Native-backed workloads: attribute the C/Rust memory¶

By default the capture records Python frames only. For a native-backed workload (polars/Rust, numpy/C, solver bindings) the bulk of peak memory is allocated inside the extension, so the flamegraph collapses it into one unresolved ??? at ??? bucket — exactly the part you wanted to localize. Add --benchmark-memory-profile-native to also capture native stacks:

pytest --benchmark-only --benchmark-memory \
       --benchmark-memory-profile profiles/ \
       --benchmark-memory-profile-native

Now the flamegraph attributes memory to the real frames (e.g. jemalloc _rjem_je_* under rayon workers, reached via the polars write path) instead of an opaque native bucket. It's opt-in — native traces cost runtime and produce bigger .bins — and only applies on the --benchmark-memory-profile path (without a kept profile there's nothing to enrich, so the flag errors rather than silently doing nothing). Scope it to one test with @pytest.mark.benchmem(profile_native=True) instead of the suite-wide flag.

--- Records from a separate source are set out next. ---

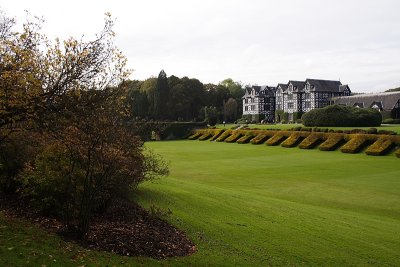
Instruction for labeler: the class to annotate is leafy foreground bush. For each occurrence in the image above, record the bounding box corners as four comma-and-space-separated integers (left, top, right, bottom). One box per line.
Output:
302, 105, 382, 127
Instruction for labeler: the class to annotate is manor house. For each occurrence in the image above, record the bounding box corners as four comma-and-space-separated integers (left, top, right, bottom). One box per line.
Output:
243, 79, 351, 122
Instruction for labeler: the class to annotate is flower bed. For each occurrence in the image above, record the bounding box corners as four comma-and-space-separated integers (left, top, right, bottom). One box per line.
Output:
299, 133, 321, 149
215, 130, 233, 142
236, 134, 254, 144
188, 130, 203, 140
225, 132, 243, 143
340, 134, 368, 153
266, 133, 287, 146
318, 134, 344, 151
281, 132, 303, 147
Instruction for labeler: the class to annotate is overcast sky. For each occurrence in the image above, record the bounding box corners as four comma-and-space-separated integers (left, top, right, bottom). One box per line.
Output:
0, 0, 400, 92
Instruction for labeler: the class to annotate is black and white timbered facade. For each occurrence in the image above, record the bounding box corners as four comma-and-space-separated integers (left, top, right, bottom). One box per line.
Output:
332, 92, 400, 119
243, 79, 351, 122
242, 85, 276, 122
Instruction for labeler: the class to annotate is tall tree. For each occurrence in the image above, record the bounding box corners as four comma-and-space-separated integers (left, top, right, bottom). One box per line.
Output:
154, 70, 169, 119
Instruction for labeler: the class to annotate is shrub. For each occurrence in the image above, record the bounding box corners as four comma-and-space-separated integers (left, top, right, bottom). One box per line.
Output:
215, 130, 233, 142
394, 148, 400, 158
365, 136, 394, 156
225, 132, 243, 143
250, 133, 271, 145
210, 129, 225, 141
382, 118, 400, 124
199, 131, 213, 141
188, 131, 203, 140
318, 134, 344, 151
236, 134, 254, 144
302, 105, 382, 127
0, 131, 44, 193
340, 135, 368, 153
299, 133, 321, 149
281, 132, 303, 147
266, 133, 286, 146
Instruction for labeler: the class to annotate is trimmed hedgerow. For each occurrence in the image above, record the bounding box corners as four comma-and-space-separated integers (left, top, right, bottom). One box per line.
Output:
299, 133, 321, 149
365, 136, 394, 156
199, 131, 213, 141
210, 129, 225, 141
318, 134, 345, 151
340, 134, 368, 153
394, 148, 400, 158
215, 130, 233, 142
301, 105, 382, 127
236, 134, 254, 144
266, 133, 287, 146
281, 132, 303, 147
250, 134, 271, 145
225, 132, 243, 143
188, 130, 203, 140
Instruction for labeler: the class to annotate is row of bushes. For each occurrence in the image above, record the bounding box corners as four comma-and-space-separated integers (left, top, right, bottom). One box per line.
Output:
301, 105, 382, 127
189, 129, 400, 157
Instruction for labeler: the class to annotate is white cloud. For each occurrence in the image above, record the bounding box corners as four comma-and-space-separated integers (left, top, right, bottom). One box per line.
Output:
1, 0, 400, 92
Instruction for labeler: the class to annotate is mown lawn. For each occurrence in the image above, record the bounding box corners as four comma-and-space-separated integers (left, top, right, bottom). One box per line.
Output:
0, 141, 400, 266
217, 124, 400, 134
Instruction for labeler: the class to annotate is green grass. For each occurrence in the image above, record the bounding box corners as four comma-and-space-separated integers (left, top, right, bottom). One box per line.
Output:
0, 141, 400, 266
217, 124, 400, 134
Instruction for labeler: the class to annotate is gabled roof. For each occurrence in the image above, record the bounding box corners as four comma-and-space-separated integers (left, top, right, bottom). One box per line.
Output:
276, 83, 288, 92
332, 92, 400, 110
306, 79, 344, 92
288, 81, 306, 92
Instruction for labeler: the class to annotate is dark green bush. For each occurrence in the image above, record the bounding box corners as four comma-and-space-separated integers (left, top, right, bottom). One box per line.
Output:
318, 134, 344, 151
394, 148, 400, 158
236, 134, 254, 144
215, 130, 233, 142
250, 134, 271, 145
299, 133, 321, 149
302, 105, 382, 127
382, 118, 400, 124
365, 137, 394, 156
340, 135, 368, 153
225, 132, 243, 143
281, 132, 303, 147
266, 133, 286, 146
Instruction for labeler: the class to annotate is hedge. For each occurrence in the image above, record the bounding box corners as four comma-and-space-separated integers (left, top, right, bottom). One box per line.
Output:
266, 133, 287, 146
188, 131, 203, 140
394, 148, 400, 158
250, 134, 271, 145
299, 133, 321, 149
318, 134, 344, 151
365, 137, 394, 156
210, 129, 225, 141
281, 132, 303, 147
225, 132, 243, 143
236, 134, 254, 144
301, 105, 382, 127
340, 134, 368, 153
215, 130, 233, 142
189, 128, 400, 157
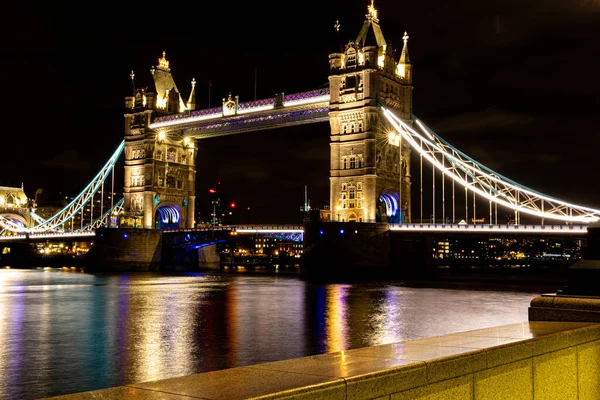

!!! note "Symbols sharpen native frames" Native traces resolve against interpreter/library symbols. On a stripped build memray warns No symbol information was found for the Python interpreter; frames then show as mangled Rust/<unknown> but stay attributable by symbol name (_rjem_je_*, rayon_*). A debug-symbol interpreter sharpens the picture.

Which benchmarks get a profile follows the gate:

with --benchmark-memory-compare-fail → only the regressing ids (keep the failing run cheap and the output small);
without a fail-gate → every measured benchmark — drop the gate and keep --benchmark-memory-profile DIR alone to archive them all, regressing or not.

A minimal GitHub Actions job using the two-file approach, caching the baseline across runs:

- uses: actions/cache@v4
  with:
    path: main.json
    key: benchmem-baseline-${{ github.base_ref }}
- run: pytest --benchmark-only --benchmark-memory --benchmark-json=pr.json
- run: benchmem compare main.json pr.json --fail-on peak:10% --fail-on allocations:5%

The other two views¶

plot auto-selects by run count; override with --view:

Runs	Default view	Answers
1	`scaling`	how does cost grow with input size?
2	`scatter`	which ids moved, and were they already big?
2	`compare` (`--view compare`)	ranked — what moved most, in native units?
3+	`sweep`	fold-change across versions, one cell per (id, run)

--pivot re-points the series axis of the paired views (compare/scatter) from the run-file onto a dim, folding a single run along it (see One run, two configs). --facet splits any view into small multiples by a dim (including node.*), --where keeps only rows matching a dim=value filter (repeatable, AND-combined), --free-axes unmatches a faceted axis from the shared default, and --label/-l names the series per run (defaulting to the file stems):

benchmem plot run.json --columns peak --facet node.func             # one panel per operation
benchmem plot run.json --facet node.func --free-axes y             # ...each on its own cost scale
benchmem plot run.json --where axis=n                              # one sweep at a time
benchmem plot v1.json v2.json v3.json -l 0.6 -l 0.7 -l 0.8         # name series, not file stems

Faceted panels share axes by default — right when they're commensurable (the same n grid across functions). Two cases want them unmatched, and they free different axes:

Different cost scales — --facet node.func where one function is far costlier flattens the cheap panels on a shared y. --free-axes y gives each its own cost range.
Incommensurable sweeps — a run mixing sizes n (10–10⁴) and a 0–100 severity under one numeric dim squishes both onto one x. --free-axes x (or filter to one with --where axis=n).

--free-axes both frees each panel entirely. --where is the cleaner reach when you only care about one slice — it drops the rest rather than just rescaling.